Solid Hardwood or Engineered Hardwood?
There are two main types of hardwood floor: solid and engineered. Solid, as the name implies, is a single-layer plank of wood cut from a tree. When you think of “traditional” wooden floors you’re thinking of solid hardwood floors. Normally 2cm thick, each board is installed by nailing it to a wooden subfloor. It is good for heavy footfall areas as it can be sanded back and refinished many times over its lifetime without suffering any adverse effects, and in houses with low moisture content as moisture causes wood to expand and warp.
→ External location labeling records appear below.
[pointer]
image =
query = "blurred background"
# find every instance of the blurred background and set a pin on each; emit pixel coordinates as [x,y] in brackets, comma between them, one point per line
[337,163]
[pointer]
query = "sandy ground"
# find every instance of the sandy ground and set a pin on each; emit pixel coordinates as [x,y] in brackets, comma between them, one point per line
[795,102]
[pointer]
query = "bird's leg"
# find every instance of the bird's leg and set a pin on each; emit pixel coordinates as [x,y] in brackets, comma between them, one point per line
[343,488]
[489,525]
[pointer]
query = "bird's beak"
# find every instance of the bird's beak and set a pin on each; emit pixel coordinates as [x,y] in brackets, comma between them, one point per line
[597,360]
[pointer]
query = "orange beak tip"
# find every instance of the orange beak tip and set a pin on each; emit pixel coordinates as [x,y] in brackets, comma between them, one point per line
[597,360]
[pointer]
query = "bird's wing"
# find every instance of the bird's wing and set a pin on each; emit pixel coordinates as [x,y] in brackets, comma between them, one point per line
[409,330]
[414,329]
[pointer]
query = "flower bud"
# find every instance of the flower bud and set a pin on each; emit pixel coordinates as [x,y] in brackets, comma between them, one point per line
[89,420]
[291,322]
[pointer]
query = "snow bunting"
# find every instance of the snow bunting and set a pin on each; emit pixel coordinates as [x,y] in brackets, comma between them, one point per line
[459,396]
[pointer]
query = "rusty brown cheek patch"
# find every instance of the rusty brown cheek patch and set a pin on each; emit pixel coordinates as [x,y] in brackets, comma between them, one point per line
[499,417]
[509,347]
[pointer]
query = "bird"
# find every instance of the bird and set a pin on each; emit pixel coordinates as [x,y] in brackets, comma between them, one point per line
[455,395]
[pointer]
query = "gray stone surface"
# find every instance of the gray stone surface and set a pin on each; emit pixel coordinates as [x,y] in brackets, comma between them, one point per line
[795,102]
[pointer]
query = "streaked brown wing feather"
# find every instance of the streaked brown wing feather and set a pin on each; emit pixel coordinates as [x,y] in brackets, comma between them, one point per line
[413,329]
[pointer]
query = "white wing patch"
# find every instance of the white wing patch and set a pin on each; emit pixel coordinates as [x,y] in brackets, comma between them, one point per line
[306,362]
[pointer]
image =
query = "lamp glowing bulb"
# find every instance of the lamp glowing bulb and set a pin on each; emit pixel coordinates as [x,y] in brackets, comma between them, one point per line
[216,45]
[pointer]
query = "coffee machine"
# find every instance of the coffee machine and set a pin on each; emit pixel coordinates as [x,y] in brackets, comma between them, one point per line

Engineered hardwood is a clever sandwich of MDF and plywood finished with a top layer of hardwood. It is not laminate. Because the top layer is thinner than solid wood it can only withstand being sanded back and refinished once or twice, however it is not susceptible to warping and can be used in bathrooms and kitchens. It is more versatile than solid floors as it can be laid over a floating floor, and can be used in units.
How Hard is “Hard”?
The resistance of wood is determined by the Janka hardness test, where the force required to embed a ballbearing into a piece of wood is measured. The higher the number, the harder the wood. At the top end of the scale are woods like Ironbark, Greybox, strand-woven bamboo, Brazilian walnut, and Turpentine. In the middle is spotted gum, Sydney blue gum, Blackbutt, and Jarrah; while the softest wood used for flooring includes Tasmanian Oak, Victorian Ash, and Cypress pine.
The durability of your floor will also be determined by the type and quality of the finish. Polyurethane finish gives a high shine which can make scratches and dings more obvious. Oil finishes are incresingly popular as their matt appearance camouflages imperfections. You can find both solid and engineered wood floors to suit all budgets.
How to Care for Your Hardwood Floor
Once it is in and installed caring for your hardwood floor is easy. Sweep or vacuum regularly to prevent small pieces of grit scratching, use felt pads under furniture, and have a good doormat to help prevent dirt getting brought in. Avoid walking on your floors in high-heeled shoes, make sure the kids leave their footy boots outside, and keep pets’ claws trimmed. Wipe up any spills immediately as moisture can dull the finish of the floor, and don’t use water or standard floor cleaner to clean them.